2015 GSA Annual Meeting in Baltimore, Maryland, USA (1-4 November 2015)

Paper No. 288-38
Presentation Time: 9:00 AM-6:30 PM

IDENTIFICATION OF TWO METAL CONTAMINANTS IN SOLUTION WITH CU ISOTOPES IN FIRST, SECOND AND THIRD ORDER STREAMS NEAR DEXING MINE, CHINA


ALLIN, Nicholas C., Geology, Juniata College, 1700 Moore Street, Huntingdon, PA 16652, SONG, S.M., Nanjing Center,Chinese Geological Survey, Nanjing, China, KOPERA, Kristin, Department of Geology, Juniata College, 1700 Moore Street, Huntingdon, PA 16652, CHEN, D.D, Nanjing Center, Chinese Geological Survey, Nanjing, 210016, China, GUO, Kunyi, Chinese Geological Survey, Nanjing Center, Nanjing, China and MATHUR, Ryan, Geology, Juniata College, 1700 Moore St, Huntingdon, PA 16652, allinnc12@juniata.edu

Stable isotope values of copper contaminants found in solutions, particulates, soils and minerals collected within the local region downstream of the Dexing Mine were used to delineate the reach of metallic waste from the longstanding mining operation. The Dexing Mine is the largest open pit porphyry copper deposit mining operation in Asia and has been in operation continuously for 30+ years, allowing for long-term and thorough spoliation of the area. Concentrations of copper ions in solution vary throughout the watershed, with the highest, 440 ppm closest to the mine and 0.05ppm further from the main source site. Two distinct mineral isotope values are seen within the sample suite, being chalcopyrite and pyrite. Chalcopyrite, the main ore mined at Dexing, has a smaller range of reasonable isotope values than the latter, staying within values closer to zero. Pyrite has a much broader range of values, extending extremely in both lighter and heavier directions.
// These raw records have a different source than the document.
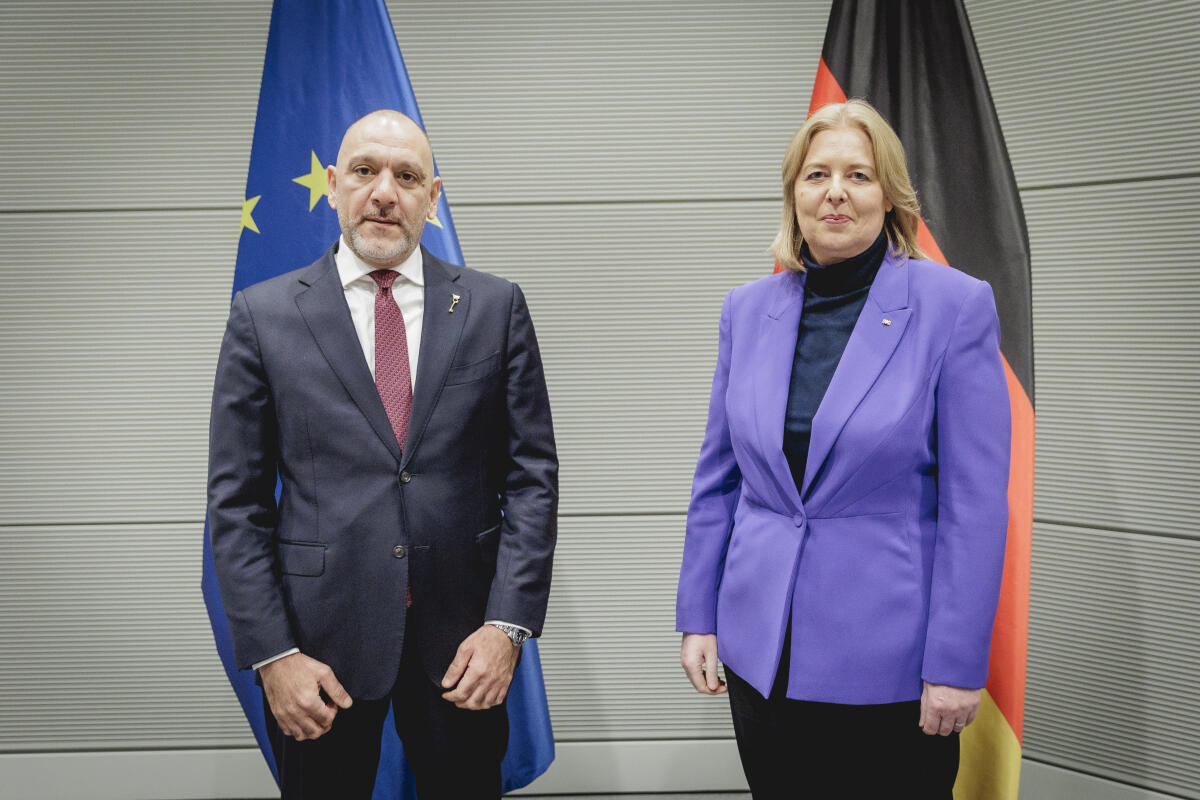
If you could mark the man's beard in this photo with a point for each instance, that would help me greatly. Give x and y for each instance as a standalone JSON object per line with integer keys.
{"x": 388, "y": 252}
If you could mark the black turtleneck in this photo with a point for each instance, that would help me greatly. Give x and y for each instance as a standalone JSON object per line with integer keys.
{"x": 833, "y": 299}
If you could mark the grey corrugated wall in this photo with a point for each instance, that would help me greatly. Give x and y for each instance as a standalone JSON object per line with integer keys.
{"x": 619, "y": 161}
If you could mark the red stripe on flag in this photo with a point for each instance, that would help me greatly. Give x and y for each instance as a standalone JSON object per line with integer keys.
{"x": 826, "y": 89}
{"x": 1009, "y": 639}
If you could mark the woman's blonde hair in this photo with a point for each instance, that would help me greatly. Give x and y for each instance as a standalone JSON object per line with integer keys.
{"x": 891, "y": 168}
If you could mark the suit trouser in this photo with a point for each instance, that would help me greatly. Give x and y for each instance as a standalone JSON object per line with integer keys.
{"x": 454, "y": 753}
{"x": 799, "y": 749}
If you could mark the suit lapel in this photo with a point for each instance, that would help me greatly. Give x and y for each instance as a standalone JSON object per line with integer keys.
{"x": 324, "y": 311}
{"x": 774, "y": 354}
{"x": 441, "y": 331}
{"x": 876, "y": 334}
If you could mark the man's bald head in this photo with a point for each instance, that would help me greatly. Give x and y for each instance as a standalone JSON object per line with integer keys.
{"x": 383, "y": 187}
{"x": 383, "y": 122}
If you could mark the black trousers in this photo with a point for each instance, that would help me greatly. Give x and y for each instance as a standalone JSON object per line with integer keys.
{"x": 799, "y": 749}
{"x": 454, "y": 753}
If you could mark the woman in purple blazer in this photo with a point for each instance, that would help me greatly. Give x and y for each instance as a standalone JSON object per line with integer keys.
{"x": 846, "y": 530}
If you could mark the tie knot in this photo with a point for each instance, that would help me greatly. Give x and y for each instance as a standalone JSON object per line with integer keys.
{"x": 384, "y": 277}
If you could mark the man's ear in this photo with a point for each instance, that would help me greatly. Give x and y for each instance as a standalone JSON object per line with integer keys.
{"x": 432, "y": 214}
{"x": 331, "y": 180}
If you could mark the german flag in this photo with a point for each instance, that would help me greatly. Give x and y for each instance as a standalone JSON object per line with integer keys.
{"x": 916, "y": 61}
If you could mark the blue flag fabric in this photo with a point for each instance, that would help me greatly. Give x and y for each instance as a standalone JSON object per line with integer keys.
{"x": 329, "y": 62}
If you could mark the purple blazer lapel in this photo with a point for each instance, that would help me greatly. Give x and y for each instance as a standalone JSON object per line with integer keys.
{"x": 324, "y": 311}
{"x": 774, "y": 354}
{"x": 875, "y": 337}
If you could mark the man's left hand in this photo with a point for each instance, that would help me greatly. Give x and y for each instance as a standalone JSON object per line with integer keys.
{"x": 481, "y": 671}
{"x": 947, "y": 709}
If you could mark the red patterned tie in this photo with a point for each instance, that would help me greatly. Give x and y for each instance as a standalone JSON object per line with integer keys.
{"x": 393, "y": 378}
In the streams surrounding the Dexing mine, two different isotope values from the dissolved minerals chalcopyrite and pyrite can be differentiated. Values interpreted as being consistent with a chalcopyrite origin have values that fractionate predictably by +1.5 (per greater). Values seen as being pyrite, or from weathered tailing piles, have unique values greater than +6 ‰, and high isotope values were seen throughout the watershed. Particulate copper isotope values in the waters are complicated and vary greatly, so no clear pattern could easily be made with our understanding of it thus far. The highest copper isotope values are tied to waters closer to the tailings’ source. The tailings themselves were found in two soil samples taken near the largest tailings site, and visible sulfides were present. The sulfides from the soil produced copper isotope values that relate directly with the dissolved copper isotope values found in the waters collected downstream of the tailing sites. With thorough sampling, unique isotope values from the dissolved pyrite tailings and the primary-source chalcopyrite allow for the tracing of the metallic pollutants throughout the complicated watershed. These techniques may be applied to other contamination zones elsewhere and prove its usefulness in tracking transition metal pollutants in other industry impacted sites.